12 August 2024

Simon Lorenzi's story sending Soudain Seul (9A)

Simon Lorenzi made the FA of Soudain seul (9A) in 2021 after 25 session, including just two sessions on the standing start, The Big Island (8C). In the end, he needed to put a book under his knee pad in order to improve a knee bar. Here is how he answered our questions after the FA.

How hard do you think both parts are individually?
For me, it is a hard 8B (like harder than all the 8B I did) into a hard 8B+. But it's weird because this first part is so conditioned dependant. With 12°c it felt way harder than the second part and then if it's between 0 and 5°c it feels like 8B.

How good is the hold in between? Can you chalk there or somewhere?
All the way to the top without chalking up :) So just chalk up once before climbing. The end is complicated on the slopers.

Did you make a replica or just train at the site? What was the key for eventually taking it down?
Training at the site mostly because it's tricky and if I don't try it for a week I lose the feeling. Good short résistance and optimise every detail to spend less energy.

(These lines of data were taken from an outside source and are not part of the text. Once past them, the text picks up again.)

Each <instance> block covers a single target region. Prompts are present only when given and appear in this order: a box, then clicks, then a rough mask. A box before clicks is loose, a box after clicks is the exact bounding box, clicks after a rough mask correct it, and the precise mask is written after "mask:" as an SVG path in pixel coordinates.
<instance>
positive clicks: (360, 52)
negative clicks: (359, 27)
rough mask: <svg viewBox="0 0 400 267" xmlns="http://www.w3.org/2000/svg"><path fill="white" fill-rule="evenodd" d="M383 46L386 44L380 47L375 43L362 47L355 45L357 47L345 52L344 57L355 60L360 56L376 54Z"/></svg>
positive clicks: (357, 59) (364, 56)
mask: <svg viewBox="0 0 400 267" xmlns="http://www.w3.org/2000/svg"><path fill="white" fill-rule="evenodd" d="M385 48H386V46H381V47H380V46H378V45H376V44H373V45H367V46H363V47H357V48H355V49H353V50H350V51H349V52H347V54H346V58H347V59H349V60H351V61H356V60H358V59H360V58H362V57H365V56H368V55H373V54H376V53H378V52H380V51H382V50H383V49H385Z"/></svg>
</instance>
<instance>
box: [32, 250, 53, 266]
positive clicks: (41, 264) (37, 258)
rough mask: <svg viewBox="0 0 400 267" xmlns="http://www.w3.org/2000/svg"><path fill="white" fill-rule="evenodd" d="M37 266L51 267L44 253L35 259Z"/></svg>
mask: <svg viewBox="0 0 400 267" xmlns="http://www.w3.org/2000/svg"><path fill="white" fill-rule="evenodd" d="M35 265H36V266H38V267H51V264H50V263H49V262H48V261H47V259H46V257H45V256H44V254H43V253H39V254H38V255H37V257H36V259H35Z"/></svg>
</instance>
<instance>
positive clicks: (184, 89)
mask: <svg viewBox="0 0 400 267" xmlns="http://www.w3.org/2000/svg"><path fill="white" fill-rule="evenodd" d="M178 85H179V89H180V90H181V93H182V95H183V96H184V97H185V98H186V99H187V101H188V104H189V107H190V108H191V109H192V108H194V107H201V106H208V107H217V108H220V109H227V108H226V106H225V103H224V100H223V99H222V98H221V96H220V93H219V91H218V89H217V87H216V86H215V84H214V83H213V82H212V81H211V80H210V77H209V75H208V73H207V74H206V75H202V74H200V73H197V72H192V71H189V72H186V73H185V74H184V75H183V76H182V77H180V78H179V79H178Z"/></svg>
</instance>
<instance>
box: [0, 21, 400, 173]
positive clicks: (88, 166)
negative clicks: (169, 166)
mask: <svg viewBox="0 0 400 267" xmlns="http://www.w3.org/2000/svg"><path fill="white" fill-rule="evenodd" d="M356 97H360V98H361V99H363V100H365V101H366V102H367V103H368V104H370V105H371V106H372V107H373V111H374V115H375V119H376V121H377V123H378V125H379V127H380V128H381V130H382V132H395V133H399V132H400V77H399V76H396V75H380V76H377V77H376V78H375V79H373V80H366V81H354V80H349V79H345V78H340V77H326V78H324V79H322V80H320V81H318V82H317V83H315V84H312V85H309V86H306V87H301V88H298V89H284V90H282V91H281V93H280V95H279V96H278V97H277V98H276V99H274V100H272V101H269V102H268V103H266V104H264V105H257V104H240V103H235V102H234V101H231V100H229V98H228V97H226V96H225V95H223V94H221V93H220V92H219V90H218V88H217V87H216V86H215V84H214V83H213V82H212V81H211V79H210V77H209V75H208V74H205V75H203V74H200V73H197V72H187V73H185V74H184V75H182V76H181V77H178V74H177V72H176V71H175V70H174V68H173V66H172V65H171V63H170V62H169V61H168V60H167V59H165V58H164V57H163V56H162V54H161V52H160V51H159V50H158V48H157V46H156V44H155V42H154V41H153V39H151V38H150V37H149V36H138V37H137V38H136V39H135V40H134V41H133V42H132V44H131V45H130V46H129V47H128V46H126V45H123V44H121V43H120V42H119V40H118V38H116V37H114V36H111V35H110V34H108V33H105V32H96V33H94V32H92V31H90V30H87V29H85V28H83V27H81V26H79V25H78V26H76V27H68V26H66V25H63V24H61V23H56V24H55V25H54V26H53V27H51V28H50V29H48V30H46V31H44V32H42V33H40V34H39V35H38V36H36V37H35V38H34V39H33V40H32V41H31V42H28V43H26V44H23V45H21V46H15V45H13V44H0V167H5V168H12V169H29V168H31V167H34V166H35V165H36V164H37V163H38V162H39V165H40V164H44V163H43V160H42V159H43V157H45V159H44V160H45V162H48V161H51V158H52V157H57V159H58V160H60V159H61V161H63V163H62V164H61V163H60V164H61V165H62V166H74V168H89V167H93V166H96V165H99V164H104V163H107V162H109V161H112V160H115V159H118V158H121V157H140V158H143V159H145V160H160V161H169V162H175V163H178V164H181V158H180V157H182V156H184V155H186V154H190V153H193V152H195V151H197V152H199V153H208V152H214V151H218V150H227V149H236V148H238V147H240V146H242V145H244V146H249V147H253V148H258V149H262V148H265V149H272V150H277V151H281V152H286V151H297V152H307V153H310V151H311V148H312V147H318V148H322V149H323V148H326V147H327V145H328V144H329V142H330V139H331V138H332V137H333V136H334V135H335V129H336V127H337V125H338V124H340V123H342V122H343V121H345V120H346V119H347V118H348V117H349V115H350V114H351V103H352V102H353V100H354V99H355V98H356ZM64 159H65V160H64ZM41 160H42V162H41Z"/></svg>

Did you have to use any special tricks being just 168 cm tall, beside your +8 cm ape index?
1: Using stiff shoes instead of soft shoes to put more pressure into the kneebar.
2: Using a stiff kneepad with something under (I first tried with old chunks of wood).
3: Stretch my upper body to gain mobility. Like that, I improved my arm reach a bit.
4: Using a different beta for the crux of the stand start.